Redefining tech and economic diplomacy
The use of digital service taxes as a diplomatic tool could have far-reaching impacts on international geoecoomics:
Escalation risks: In 2025, President Trump framed foreign digital services taxes (DSTs) as “overseas extortion,” threatening retaliatory tariffs—a tactic previewed in 2019 when the US paused tariffs on French goods only after Paris delayed its DST. This could lead into a cycle of retaliation, where digital taxes and traditional tariffs fuel mutual escalation.
Governance gaps: Compounding the tension is a regulatory vacuum. OECD negotiations failed. WTO lacks rules to address digital taxation. While the US argues DSTs violate trade agreements, others assert sovereign tax rights. Without multilateral consensus, disputes will fester in legal ambiguity, destabilising global trade norms.

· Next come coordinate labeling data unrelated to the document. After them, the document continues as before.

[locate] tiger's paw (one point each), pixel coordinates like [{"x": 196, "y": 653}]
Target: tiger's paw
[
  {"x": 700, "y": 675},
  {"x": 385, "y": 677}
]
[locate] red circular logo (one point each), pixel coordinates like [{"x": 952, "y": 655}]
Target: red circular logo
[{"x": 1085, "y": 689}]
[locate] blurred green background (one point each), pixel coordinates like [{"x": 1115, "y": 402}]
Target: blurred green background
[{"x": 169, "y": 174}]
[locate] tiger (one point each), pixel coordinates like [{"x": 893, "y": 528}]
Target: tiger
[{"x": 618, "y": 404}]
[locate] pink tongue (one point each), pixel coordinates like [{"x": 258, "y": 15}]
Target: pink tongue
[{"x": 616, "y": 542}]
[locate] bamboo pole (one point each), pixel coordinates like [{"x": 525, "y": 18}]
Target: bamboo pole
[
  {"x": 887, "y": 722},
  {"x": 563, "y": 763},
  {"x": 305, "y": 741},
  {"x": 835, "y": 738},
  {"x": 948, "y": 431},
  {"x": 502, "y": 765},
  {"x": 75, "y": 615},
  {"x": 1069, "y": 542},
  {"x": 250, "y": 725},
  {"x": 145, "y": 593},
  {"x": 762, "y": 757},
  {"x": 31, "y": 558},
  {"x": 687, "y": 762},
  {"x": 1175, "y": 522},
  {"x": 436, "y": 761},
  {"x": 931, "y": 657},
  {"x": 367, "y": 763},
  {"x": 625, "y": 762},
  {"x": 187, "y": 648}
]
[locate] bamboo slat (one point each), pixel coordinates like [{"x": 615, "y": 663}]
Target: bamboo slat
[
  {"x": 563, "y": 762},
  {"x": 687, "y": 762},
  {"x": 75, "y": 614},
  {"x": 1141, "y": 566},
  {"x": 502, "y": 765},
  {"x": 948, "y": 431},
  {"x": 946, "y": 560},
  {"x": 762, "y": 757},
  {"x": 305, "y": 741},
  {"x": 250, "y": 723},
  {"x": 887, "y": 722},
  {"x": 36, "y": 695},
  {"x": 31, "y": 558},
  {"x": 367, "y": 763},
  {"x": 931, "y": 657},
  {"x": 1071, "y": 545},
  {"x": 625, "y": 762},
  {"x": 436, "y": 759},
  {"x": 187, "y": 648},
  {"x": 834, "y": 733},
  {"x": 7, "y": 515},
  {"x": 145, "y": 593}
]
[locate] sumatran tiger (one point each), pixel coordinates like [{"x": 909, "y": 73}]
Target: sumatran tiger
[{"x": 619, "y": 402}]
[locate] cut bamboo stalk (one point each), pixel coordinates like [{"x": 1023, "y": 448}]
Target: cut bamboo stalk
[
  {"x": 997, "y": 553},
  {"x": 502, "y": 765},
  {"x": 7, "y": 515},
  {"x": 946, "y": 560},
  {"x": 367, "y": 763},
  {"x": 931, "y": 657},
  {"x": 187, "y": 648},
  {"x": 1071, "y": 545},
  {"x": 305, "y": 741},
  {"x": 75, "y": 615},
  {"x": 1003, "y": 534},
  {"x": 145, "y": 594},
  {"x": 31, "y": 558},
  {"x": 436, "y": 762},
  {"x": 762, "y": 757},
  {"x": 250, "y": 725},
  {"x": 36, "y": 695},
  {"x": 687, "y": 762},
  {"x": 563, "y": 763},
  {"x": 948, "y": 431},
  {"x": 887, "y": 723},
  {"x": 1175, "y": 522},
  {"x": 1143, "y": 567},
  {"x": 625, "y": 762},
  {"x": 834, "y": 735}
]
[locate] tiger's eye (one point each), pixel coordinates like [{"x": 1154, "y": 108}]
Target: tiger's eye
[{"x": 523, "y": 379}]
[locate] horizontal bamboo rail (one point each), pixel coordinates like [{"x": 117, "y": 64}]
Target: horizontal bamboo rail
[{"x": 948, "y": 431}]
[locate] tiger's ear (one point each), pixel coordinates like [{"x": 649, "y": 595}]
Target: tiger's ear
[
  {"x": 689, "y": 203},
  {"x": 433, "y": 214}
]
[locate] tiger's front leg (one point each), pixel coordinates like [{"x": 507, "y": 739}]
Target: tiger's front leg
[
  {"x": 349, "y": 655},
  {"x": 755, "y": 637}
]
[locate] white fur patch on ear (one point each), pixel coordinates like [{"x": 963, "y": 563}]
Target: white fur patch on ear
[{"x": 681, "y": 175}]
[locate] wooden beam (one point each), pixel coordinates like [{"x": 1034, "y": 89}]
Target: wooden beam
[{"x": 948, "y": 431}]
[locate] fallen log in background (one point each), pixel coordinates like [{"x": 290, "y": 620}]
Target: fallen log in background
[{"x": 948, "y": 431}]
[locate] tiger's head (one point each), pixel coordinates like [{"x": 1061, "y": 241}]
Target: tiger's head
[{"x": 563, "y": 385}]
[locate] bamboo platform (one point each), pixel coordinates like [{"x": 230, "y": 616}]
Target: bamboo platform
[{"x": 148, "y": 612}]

Internet fragmentation: The digital trade war threatens to splinter the internet’s integrated infrastructure—a system that has endured despite conflicts in Ukraine and Gaza. Retaliatory digital barriers could undermine decades of gradual development of technological interconnectedness.
AI and data sovereignty: Escalating tensions may force nations to restrict cross-border data flows, stifling both e-commerce and AI development relying on vast, globally sourced datasets.
Navigating trade-offs: Ultimately, all countries—including the US—face delicate balancing acts. Policymakers must distribute the costs and benefits of digital protectionism across sectors and citizens, weighing short-term revenue gains against long-term development risks. The path forward demands economic strategy and diplomatic finesse: preserving open digital ecosystems while addressing legitimate demands for fairness in an era where algorithms rival armaments as power tools.
The high stakes of digital trade
President Trump’s tariffs may dominate today’s headlines, but the silent war over digital services will define tomorrow’s economy. The next phase of trade conflict will be fought not only over steel beams and soybeans but also on server farms and software.
US allies and rivals now hold viable countermeasures: targeting America’s tech sector, the unambiguous winner of globalisation. This untapped leverage could pressure the US into balanced negotiations—or spiral into tit-for-tat measures that choke goods trade and digital openness.
In an optimistic scenario, renewed OECD, WTO, and other negotiations would yield a compromise addressing digital taxation concerns while cooling retaliatory impulses.